Devout, courageous Jews are stimulating a major revival of concern for religious liberty.
The immediate focus is the plight of Jews in the Soviet Union. Their activities have been restricted for many years, but the issue has been coming to a head only recently. Many want to emigrate to Israel. Soviet authorities have frowned on this but have let a few go.
The latest event interpreted by Jews as repression was a trial in May of four Jews in Riga, Latvia. They were found guilty of anti-Soviet activity and sentenced to prison terms ranging from one to three years.
The trial provided Exhibit A for a crusading Jewess, Mrs. Rivka Alexandrovich, 47, who has crisscrossed the Western world in recent weeks to call public attention to Soviet persecution of those who take their Judaism seriously. Her 23-year-old daughter was one of the Riga defendants. “The only crime is that Ruth is Jewish,” said Mrs. Alexandrovich, who taught English in Riga for twenty-five years and was allowed to emigrate to Israel with an 18-year-old son only a few weeks ago. Ruth, a nurse, has been in jail since last October. At the trial in May she was given a one-year term. Her father has remained behind with her in the Soviet Union.
Pleas like those of Mrs. Alexandrovich are arousing the interest of many who heretofore have thought that religious persecution existed almost exclusively in the minds of right-wing nuts. They are also putting ecumenists on the spot, obliging them to speak up on the denial of religious freedom in many Communist countries. Thus far, the ecumenical movement has been promoting the kind of dialogue with Communists that sweeps such unpleasantries under diplomatic rugs.
Mrs. Alexandrovich has appeared on a number of television shows in the United States and has held press conferences and interviews arranged by the American Jewish Committee. She made an impassioned speech to the United Presbyterian General Assembly in Rochester, New York. Rabbi Marc Tanenbaum, national interreligious affairs director of the American Jewish Committee, called her “the latest missionary of mercy to your consciences.” He said the Western world has been lulled into a feeling of security regarding religion in the Soviet Union.

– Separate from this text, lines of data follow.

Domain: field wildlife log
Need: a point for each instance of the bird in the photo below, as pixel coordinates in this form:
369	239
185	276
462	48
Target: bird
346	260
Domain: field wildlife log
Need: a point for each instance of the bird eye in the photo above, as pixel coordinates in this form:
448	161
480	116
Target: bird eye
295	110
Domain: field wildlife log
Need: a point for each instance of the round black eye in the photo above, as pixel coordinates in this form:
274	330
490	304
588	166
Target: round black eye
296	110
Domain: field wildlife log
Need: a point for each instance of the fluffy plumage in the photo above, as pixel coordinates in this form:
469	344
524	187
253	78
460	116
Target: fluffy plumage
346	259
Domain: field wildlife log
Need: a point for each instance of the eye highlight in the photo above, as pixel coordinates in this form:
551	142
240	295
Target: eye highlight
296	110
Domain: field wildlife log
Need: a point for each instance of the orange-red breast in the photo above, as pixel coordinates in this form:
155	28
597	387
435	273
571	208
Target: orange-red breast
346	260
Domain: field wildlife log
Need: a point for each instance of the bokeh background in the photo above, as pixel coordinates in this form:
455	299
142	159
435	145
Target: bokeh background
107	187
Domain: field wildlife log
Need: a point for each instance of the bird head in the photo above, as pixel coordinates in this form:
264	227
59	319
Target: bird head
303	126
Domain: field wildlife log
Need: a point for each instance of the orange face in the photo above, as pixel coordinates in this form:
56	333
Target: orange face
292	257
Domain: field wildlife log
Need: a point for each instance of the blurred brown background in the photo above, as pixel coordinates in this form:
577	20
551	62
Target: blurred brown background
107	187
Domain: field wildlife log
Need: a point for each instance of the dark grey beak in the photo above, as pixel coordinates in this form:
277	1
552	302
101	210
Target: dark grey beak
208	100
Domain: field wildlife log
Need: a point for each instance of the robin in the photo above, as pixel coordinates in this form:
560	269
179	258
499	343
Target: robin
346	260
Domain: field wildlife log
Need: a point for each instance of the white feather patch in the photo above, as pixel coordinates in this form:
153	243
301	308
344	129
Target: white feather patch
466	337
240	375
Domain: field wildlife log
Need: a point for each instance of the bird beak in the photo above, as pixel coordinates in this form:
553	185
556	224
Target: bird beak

In a meeting with churchmen in New York, Mrs. Alexandrovich said there are still about forty Jews awaiting trial in the Soviet Union, including nine in Kishinve, Moldavia. But she made it clear that Protestants, Catholics, Orthodox, and even Muslims also were under attack in the Soviet Union. When Tanenbaum remarked that the plight of the Baptists was just as bad as that of the Jews, she broke in, saying, “Terrible, terrible.” She said she had attended the trial of a Baptist peasant and marveled at his calmness. “I’ll never forget his speech,” she said. “He told the judge, ‘I’m not afraid of you. You are not a judge. I have only one Judge.’ ”
She said that the prison camp to which her daughter was being sent had eighteen women prisoners, and that most of them were Baptists.
She described as “an evil position” the stance taken by churchmen who say they avoid speaking out against specific acts of religious persecution because of fear of reprisals against those involved. “It is high time to go ahead and speak,” she declared. “Each step is a drop in the cup, and someday it will overflow.”
There is a remarkable renewal of interest in religion in the Soviet Union, according to Mrs. Alexandrovich, especially among young people. “One thousand Jews have become Christians,” she says, “and some Christians are becoming Jews.” She contends that “there is no underground church. That is a term of the KGB.”
Cuban Jews: Trial By Change
Jews in Cuba live normal lives and are not persecuted as those in coercive Russia. Their synagogues are open, and the Castro government pays the bus fares for their children to attend a Jewish nationalized school.
These startling observations come not from the lips of a government propagandist but from American rabbi Everitt Gendler, who recently returned from a see-it-yourself tour of Cuba.
In a report released privately in Geneva last month, Gendler said there is among Cuban Jews “a vitality of spirit, a dedication to the welfare and education of youth, and a cooperation and sharing which I had felt elsewhere only in Israel.”
Rabbi Gendler, who has been at the Jewish center in Princeton, New Jersey, says the bold Cuban experiment has not hindered the five Jewish congregations where worship is held in Spanish, English, and Hebrew. In one of these—Temple Beth Israel, situated in a fine old converted mansion on the broad, palm-lined boulevard of Velado—men and women sit together.
Before the Castro regime took over there were 10,000 Jews in Cuba. Rough estimates now place the figure at only 1,000. Most of the rest fled to the United States.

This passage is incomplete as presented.